ARMENIA -- Then Armenian President Robert Kocharian talks to the media at a polling station in Yerevan, February 19, 2008
ARMENIA -- Then Armenian President Robert Kocharian talks to the media at a polling station in Yerevan, February 19, 2008

Armenia’s Court of Appeals upheld on Thursday a lower court’s decision to extend the pretrial detention of former President Robert Kocharian prosecuted on coup charges.

A district court in Yerevan allowed investigators on January 18 to keep Kocharian under arrest for two more months, refusing to free him on bail. The 64-year-old ex-president appealed against that ruling.

One of Kocharian’s lawyers, Hayk Alumian, denounced the higher court’s decision to reject the appeal. “This is a 100 percent political decision which was made as a result of a political order,” he told reporters. “There is zero jurisprudence behind this decision.”

Alumian said his client will challenge the decision in the higher Court of Cassation as well as the European Court of Human Rights.
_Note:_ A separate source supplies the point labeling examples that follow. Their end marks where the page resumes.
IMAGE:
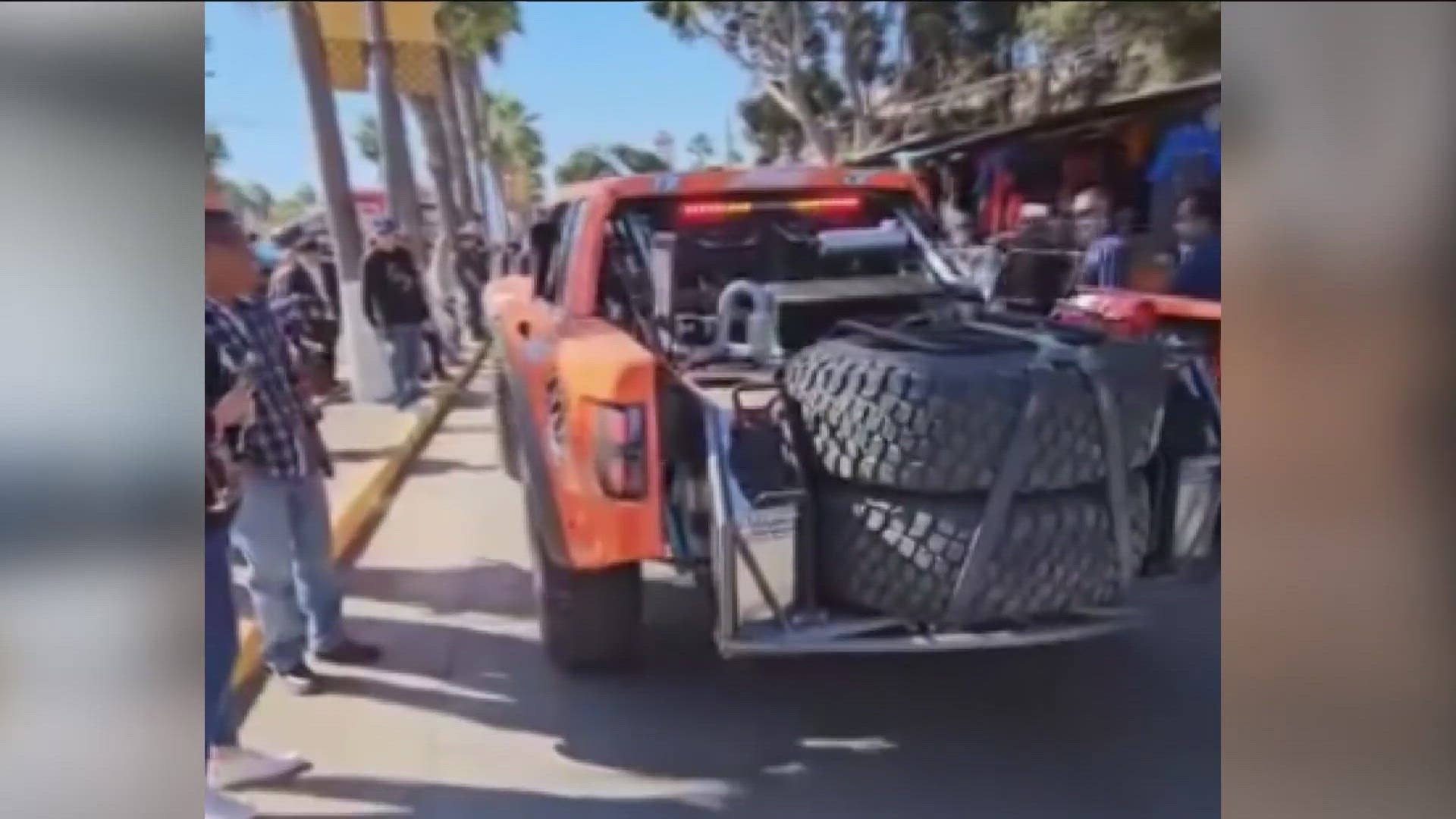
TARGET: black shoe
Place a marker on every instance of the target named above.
(300, 679)
(350, 653)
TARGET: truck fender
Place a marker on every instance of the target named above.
(541, 500)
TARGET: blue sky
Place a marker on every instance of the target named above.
(593, 72)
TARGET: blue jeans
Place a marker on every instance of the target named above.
(220, 637)
(405, 360)
(283, 529)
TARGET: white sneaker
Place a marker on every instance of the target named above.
(218, 805)
(237, 767)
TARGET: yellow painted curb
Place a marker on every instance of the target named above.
(353, 528)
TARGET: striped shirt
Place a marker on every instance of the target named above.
(275, 441)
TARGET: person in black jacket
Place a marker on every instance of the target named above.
(313, 286)
(473, 268)
(395, 305)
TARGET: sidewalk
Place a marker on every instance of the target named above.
(372, 447)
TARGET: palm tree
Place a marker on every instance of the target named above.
(514, 152)
(370, 378)
(473, 30)
(400, 174)
(366, 139)
(334, 171)
(215, 148)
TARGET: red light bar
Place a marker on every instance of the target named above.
(826, 205)
(721, 210)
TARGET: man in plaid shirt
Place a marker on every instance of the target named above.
(283, 522)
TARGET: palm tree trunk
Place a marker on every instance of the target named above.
(403, 194)
(455, 142)
(328, 140)
(437, 158)
(468, 83)
(362, 349)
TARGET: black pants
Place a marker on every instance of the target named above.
(437, 353)
(327, 335)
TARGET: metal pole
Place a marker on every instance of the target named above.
(403, 194)
(362, 352)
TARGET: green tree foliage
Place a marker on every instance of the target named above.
(479, 27)
(1180, 38)
(593, 162)
(215, 148)
(842, 72)
(514, 148)
(367, 139)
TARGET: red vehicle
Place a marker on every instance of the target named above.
(766, 381)
(1136, 314)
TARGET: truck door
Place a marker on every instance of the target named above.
(532, 335)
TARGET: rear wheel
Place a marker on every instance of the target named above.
(590, 618)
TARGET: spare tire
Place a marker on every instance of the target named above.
(900, 554)
(906, 419)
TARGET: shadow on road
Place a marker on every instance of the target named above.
(438, 800)
(488, 586)
(1126, 726)
(441, 465)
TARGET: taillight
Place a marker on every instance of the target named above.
(620, 447)
(826, 205)
(1139, 322)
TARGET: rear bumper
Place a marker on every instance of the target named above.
(880, 635)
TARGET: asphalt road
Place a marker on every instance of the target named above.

Kocharian was arrested on December 7 on charges of overthrowing the constitutional order just weeks before serving out his second and final presidential term in April 2008. The Special Investigative Service (SIS) says that he illegally used Armenian army units against opposition supporters who protested against alleged fraud in the February 2008 presidential election. It denies any political motives behind the high-profile case.

The SIS has brought the same charges against three retired army generals, including former Defense Minister Mikael Harutiunian. But it has not arrested any of them.

Kocharian, who ruled Armenia for ten years, ordered army units into central Yerevan on March 1, 2008 amid vicious clashes between protesters and security forces trying to disperse them. Eight protesters and two policemen were killed in that violence.

Kocharian again defended his actions when he spoke in the Court of Appeals last week. He said that he only ordered the generals to “ensure the army’s neutrality” during the post-election political crisis in the country.